FAQ: Gemini 3.1 Pro Common Questions
Q: What is the model code for Gemini 3.1 Pro in the API? The standard model code is gemini-3.1-pro-preview. For agentic workflows with custom tools, use gemini-3.1-pro-preview-customtools.
Q: What is Gemini 3.1 Pro's context window? The input token limit is 1,048,576 tokens (approximately 1,500 A4 pages). The output token limit is 65,536 tokens.
Q: What benchmarks does Gemini 3.1 Pro lead? It leads 13 of 16 evaluated benchmarks, including ARC-AGI-2 (77.1%), GPQA Diamond (94.3%), Humanity's Last Exam without tools (44.4%), SWE-Bench Verified (80.6%), and APEX-Agents (33.5%).

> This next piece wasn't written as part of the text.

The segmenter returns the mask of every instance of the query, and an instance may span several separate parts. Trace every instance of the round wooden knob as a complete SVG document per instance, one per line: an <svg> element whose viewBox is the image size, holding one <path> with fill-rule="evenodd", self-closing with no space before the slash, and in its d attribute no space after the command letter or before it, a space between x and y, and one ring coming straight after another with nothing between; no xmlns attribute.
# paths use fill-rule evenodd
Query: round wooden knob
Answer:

Q: Does Gemini 3.1 Pro beat Claude Opus 4.6 and GPT-5.2 on all benchmarks? No. While Gemini 3.1 Pro leads most evaluations, Claude Opus 4.6 outperforms it on Humanity's Last Exam with tools (53.1% vs 51.4%) and GDPval-AA expert tasks. GPT-5.3-Codex leads on terminal-specific coding benchmarks.
Q: What does Gemini 3.1 Pro cost? $2.00 per 1M input tokens and $12.00 per 1M output tokens for prompts under 200,000 tokens. Long-context pricing (200K–1M tokens) is $4.00 input / $18.00 output per 1M tokens.
Q: Does Gemini 3.1 Pro support image and video input? Yes. The model is natively multimodal and accepts text, image, video, audio, and PDF inputs, outputting text.
Q: Is Gemini 3.1 Pro available for free? Developers can try it for free in Google AI Studio. Consumer access via the Gemini app and NotebookLM requires a Google AI Pro or Ultra subscription for higher usage limits.
Q: What is the knowledge cutoff for Gemini 3.1 Pro? The knowledge cutoff is January 2025, per the official Google AI developer documentation.
Q: Is Gemini 3.1 Pro generally available? Not yet. As of February 2026, it is in preview. Google has stated general availability is coming soon, pending validation of agentic workflow improvements.
Q: What file types can Gemini 3.1 Pro process via the API? Through the Gemini API, it supports text, images, video, audio files, and PDFs as inputs, all within the 1M token context window limit.